# Gas Hot water heater, burner will not ignite



## DangerMouse (Jul 17, 2008)

did you reset the pilot light switch to the 'on' position after lighting it?

DM


----------



## hammerdome (Oct 14, 2009)

Yes, I did turn pilot light back to the "on" position. I tried several times. I just dont understand.


----------



## AllanJ (Nov 24, 2007)

Test that the thermocouple is working properly (from the looks of it yours is so you don't need to do this test).

1. With the pilot light blown out and the heater let to sit for 10 minutes, lighting a match and trying to relight the pilot fails if you don't push down the button.

2. Push down the button, light the pilot, and let go of the button 5 seconds after the pilot light catches. The pilot light should work but go out when you let go of the button.

3. Push down the button, light the pilot, hold the button down for 55 seconds and let go. The pilot light should stay lit.

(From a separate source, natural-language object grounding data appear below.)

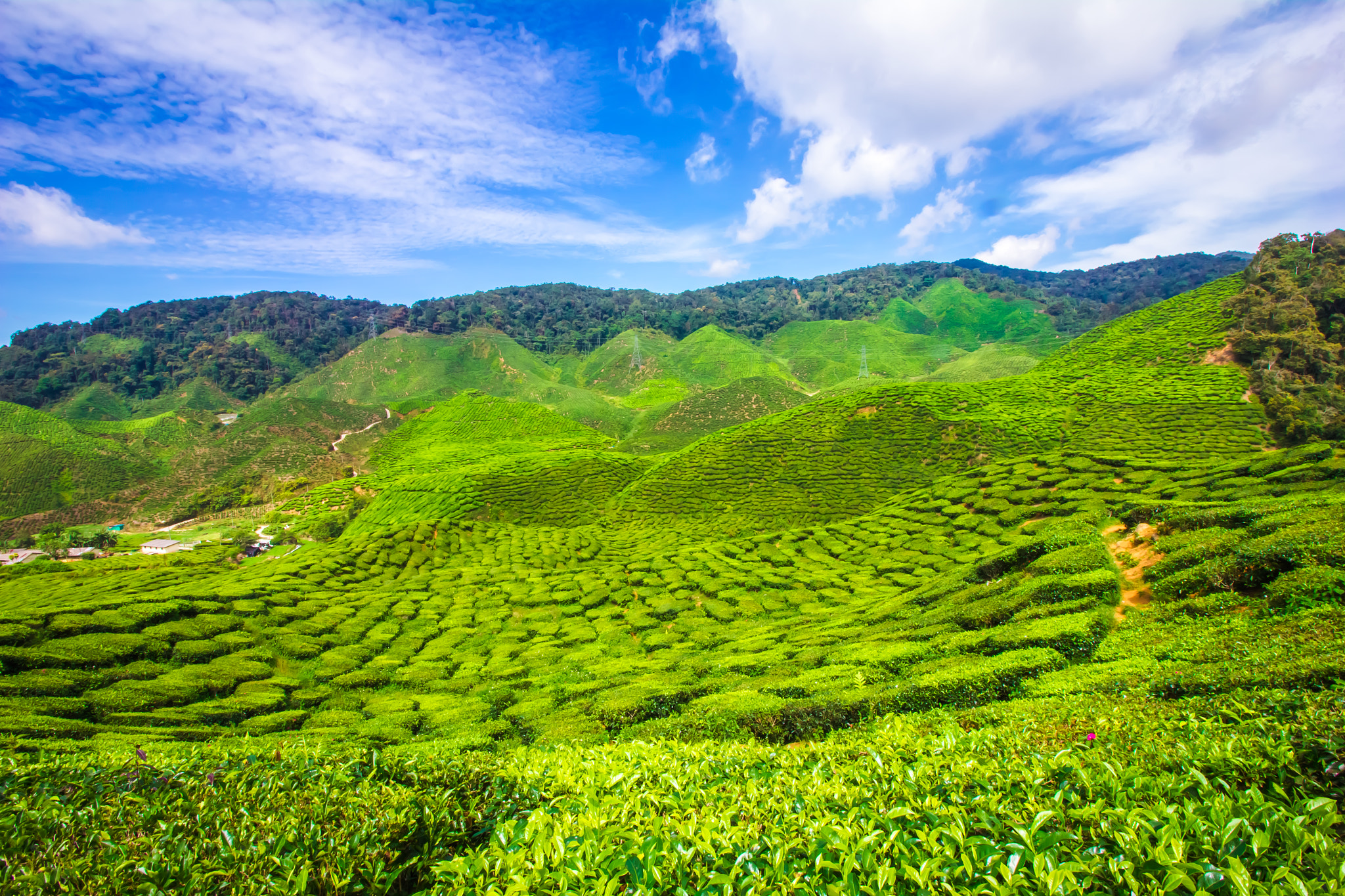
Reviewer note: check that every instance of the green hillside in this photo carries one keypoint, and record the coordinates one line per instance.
(414, 371)
(994, 620)
(825, 354)
(954, 313)
(674, 426)
(1128, 389)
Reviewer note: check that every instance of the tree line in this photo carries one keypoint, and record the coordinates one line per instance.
(254, 343)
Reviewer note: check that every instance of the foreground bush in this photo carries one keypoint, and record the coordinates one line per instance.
(1110, 796)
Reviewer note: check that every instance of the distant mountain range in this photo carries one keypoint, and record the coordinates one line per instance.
(255, 343)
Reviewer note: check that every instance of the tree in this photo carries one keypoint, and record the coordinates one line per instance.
(241, 538)
(53, 544)
(102, 540)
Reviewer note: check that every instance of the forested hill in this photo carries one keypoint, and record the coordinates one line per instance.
(245, 344)
(249, 344)
(1083, 299)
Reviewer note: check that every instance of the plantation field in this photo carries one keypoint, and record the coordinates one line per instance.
(417, 371)
(1036, 622)
(677, 425)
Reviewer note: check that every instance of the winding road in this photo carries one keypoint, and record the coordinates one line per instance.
(387, 412)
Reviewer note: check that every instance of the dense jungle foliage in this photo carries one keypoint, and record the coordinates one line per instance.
(1083, 299)
(1012, 614)
(1289, 332)
(259, 341)
(245, 344)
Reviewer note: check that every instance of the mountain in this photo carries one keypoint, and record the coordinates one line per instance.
(249, 344)
(721, 616)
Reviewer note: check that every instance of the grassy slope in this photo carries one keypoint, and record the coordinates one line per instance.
(969, 319)
(46, 463)
(1128, 389)
(986, 363)
(677, 425)
(985, 597)
(827, 352)
(417, 371)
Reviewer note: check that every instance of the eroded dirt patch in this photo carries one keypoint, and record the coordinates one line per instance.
(1133, 554)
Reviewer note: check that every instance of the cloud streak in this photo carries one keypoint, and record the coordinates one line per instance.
(1195, 125)
(369, 137)
(49, 218)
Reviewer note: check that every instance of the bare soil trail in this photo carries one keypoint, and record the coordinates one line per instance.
(387, 412)
(1138, 545)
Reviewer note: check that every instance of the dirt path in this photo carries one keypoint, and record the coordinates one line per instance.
(387, 412)
(1139, 545)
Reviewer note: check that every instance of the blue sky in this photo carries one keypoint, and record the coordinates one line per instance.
(397, 151)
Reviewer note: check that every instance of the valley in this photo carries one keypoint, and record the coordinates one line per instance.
(681, 602)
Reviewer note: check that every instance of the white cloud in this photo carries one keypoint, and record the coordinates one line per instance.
(701, 165)
(1235, 148)
(649, 68)
(962, 160)
(946, 213)
(908, 83)
(366, 136)
(725, 268)
(47, 217)
(1023, 251)
(834, 168)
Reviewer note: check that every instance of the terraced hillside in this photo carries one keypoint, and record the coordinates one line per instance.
(1072, 630)
(416, 371)
(673, 426)
(1134, 387)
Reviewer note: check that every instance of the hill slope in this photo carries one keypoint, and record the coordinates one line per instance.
(929, 636)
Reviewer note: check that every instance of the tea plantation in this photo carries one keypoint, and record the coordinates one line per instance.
(1078, 629)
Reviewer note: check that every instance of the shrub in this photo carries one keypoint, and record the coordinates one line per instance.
(1306, 589)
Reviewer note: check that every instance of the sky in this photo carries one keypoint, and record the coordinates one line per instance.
(165, 150)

If you see the flame get a little bigger when you turn up the thermostat but after 15 seconds the burner does not come on full, you probably have a problem in the control box where the thermostat knob is or in the fat tube leading down to the burner.

The flame should not get bigger when you adjust the thermostat if you have not turned the small knob or button stem from "pilot" to "run".


----------



## DangerMouse (Jul 17, 2008)

let me understand, you see a pilot light, when you turn up the thermostat, you see the gas ignite....
wouldn't that BE the burner firing up? if so, just wait for the water to heat up?

DM


----------



## hammerdome (Oct 14, 2009)

Do you think the solenoid might be bad?


----------



## hammerdome (Oct 14, 2009)

DangerMouse said:


> let me understand, you see a pilot light, when you turn up the thermostat, you see the gas ignite....
> wouldn't that BE the burner firing up? if so, just wait for the water to heat up?
> 
> DM


The gas that I see ignite is the little bit of gas the comes out of the thermostat side. The big tube leading to the burner I think is my problem. No gas is coming out of the big tube.


----------



## DangerMouse (Jul 17, 2008)

maybe a spider made a nest in the tube? it's happened before.
could be solenoid....

DM


----------



## MACPLUMB (Jan 21, 2008)

*No hot water !*



THE GAS CONTROL THERMOSTAT VALVE HAS A ONE TIME FUSIBLE LINK

THAT HAS BURNT OUT THEREFORE THE GAS VALVE IS BAD AND NEEDS TO BE

REPLACED WHAT BRAND ?

MODEL NUMBER ?

SERIAL NUMBER ?

I CAN TELL YOU WHERE OR HOW TO GET A REPLACEMENT GAS VALVE ! :thumbsup:


----------